Fast broadband a drawcard for home buyers

Fast broadband a drawcard for home buyers

Buyers of homes in new developments are getting a head start on other Australian residents with access to the national broadband network.

Overall, the federal opposition says progress on Labor’s NBN “white elephant” has been slow, with only 30,000 people signed up so far.

But far from being the costly extravagance the Liberals and other critics have suggested, national network promoters say that if Australia follows an emerging US trend, home buyers will soon make high-speed broadband access a prime factor when choosing where to live.

The aim is to have the network go past 286,000 homes by June, with access possible at every Australian home by 2021.

But home owners in new developments go straight to the front of the queue. The network is already available in 314 new apartment or housing estates around the country.

As fibre optic cable will replace the copper network, it made no sense to install copper in new estates.

Fast broadband a drawcard for home buyers

An NBN spokesman, Jonathon Grahame, says demand from developers for “fibre” in new projects is very strong.

Nationally, the company has 2497 signed applications to deliver the service to 116,308 premises. And the network is already going past 22,000 lots in new developments.

One of the apartment blocks benefiting from the network is Divercity in the inner-Sydney suburb of Waterloo.

Most of the 153 residents who have moved into the Becton project have signed up for the highest possible 100Mbps plans, while residents in neighbouring streets are more than a year away from getting access to the service.

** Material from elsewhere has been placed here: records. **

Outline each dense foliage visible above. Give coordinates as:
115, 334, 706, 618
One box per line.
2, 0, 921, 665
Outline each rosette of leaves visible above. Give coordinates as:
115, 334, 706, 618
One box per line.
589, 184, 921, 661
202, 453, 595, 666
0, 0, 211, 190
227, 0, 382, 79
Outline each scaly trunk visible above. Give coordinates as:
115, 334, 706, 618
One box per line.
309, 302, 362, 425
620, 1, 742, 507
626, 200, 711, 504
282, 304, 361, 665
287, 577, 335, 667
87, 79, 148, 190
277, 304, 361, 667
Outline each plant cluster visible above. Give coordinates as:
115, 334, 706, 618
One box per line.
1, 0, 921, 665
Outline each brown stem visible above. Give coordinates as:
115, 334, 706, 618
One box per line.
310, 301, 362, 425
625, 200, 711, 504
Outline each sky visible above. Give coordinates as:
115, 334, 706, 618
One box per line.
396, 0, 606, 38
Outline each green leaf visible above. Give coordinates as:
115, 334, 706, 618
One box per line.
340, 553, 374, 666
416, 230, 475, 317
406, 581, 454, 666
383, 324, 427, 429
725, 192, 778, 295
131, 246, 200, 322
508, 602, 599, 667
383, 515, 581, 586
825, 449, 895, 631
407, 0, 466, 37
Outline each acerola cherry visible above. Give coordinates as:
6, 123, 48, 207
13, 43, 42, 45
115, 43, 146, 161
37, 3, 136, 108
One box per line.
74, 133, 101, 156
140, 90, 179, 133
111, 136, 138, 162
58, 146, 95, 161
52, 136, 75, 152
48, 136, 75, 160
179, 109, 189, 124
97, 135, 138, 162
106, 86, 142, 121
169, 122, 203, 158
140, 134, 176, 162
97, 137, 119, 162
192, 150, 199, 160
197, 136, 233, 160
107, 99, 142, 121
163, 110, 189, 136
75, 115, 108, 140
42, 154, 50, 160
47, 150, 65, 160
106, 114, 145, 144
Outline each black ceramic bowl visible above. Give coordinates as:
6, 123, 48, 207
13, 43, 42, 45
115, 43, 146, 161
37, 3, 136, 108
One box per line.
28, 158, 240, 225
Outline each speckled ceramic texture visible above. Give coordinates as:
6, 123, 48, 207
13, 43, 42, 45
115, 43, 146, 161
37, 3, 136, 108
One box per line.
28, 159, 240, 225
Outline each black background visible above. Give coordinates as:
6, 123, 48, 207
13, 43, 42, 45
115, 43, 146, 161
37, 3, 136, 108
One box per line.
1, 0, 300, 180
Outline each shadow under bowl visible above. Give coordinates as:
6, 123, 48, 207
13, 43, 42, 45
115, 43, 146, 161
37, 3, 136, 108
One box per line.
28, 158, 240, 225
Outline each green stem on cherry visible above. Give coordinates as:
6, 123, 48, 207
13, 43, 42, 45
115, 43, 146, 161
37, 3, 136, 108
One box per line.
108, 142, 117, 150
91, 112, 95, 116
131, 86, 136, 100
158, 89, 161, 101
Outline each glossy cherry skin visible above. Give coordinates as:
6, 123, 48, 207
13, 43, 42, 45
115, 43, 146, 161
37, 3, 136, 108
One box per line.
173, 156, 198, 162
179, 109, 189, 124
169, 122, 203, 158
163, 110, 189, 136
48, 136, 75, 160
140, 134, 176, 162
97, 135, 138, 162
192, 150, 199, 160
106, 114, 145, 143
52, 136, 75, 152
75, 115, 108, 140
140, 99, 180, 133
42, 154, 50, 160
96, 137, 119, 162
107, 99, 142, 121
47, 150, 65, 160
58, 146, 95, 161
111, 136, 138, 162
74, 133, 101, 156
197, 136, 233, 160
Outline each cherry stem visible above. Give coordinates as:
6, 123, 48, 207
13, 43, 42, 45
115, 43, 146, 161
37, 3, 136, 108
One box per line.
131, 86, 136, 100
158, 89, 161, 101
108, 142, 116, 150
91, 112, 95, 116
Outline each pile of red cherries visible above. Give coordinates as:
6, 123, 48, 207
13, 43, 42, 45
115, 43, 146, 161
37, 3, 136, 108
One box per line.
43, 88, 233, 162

When Andrew Brown, 26, discovered a cupboard full of wires and equipment while inspecting an apartment in Divercity, he knew he’d found his new home. “I already liked the apartment so when I found it was connected to the NBN it was, ‘OK, cool. Let’s go with this’.”

For Mr Brown, a self-employed graphics and web designer who works from home, internet speed is more a necessity than a luxury. “We get about five times the speed we were getting at our old apartment at Elizabeth Bay,” he said.

It is also cheaper than using the traditional copper internet lines. “It was about $80 a month in Elizabeth Bay but here we’re paying about $60 [a month].”

At Waterloo, Mr Brown, who lives with his partner, Andy, 24, is suddenly very popular.

“Friends are coming over to our home and having a go of our new toy. It’s making them consider moving from the eastern suburbs to Waterloo,” he said.

For those who are not in a new apartment block or housing estate, the wait will be longer. Householders can check the network’s progress by visiting and typing in their address.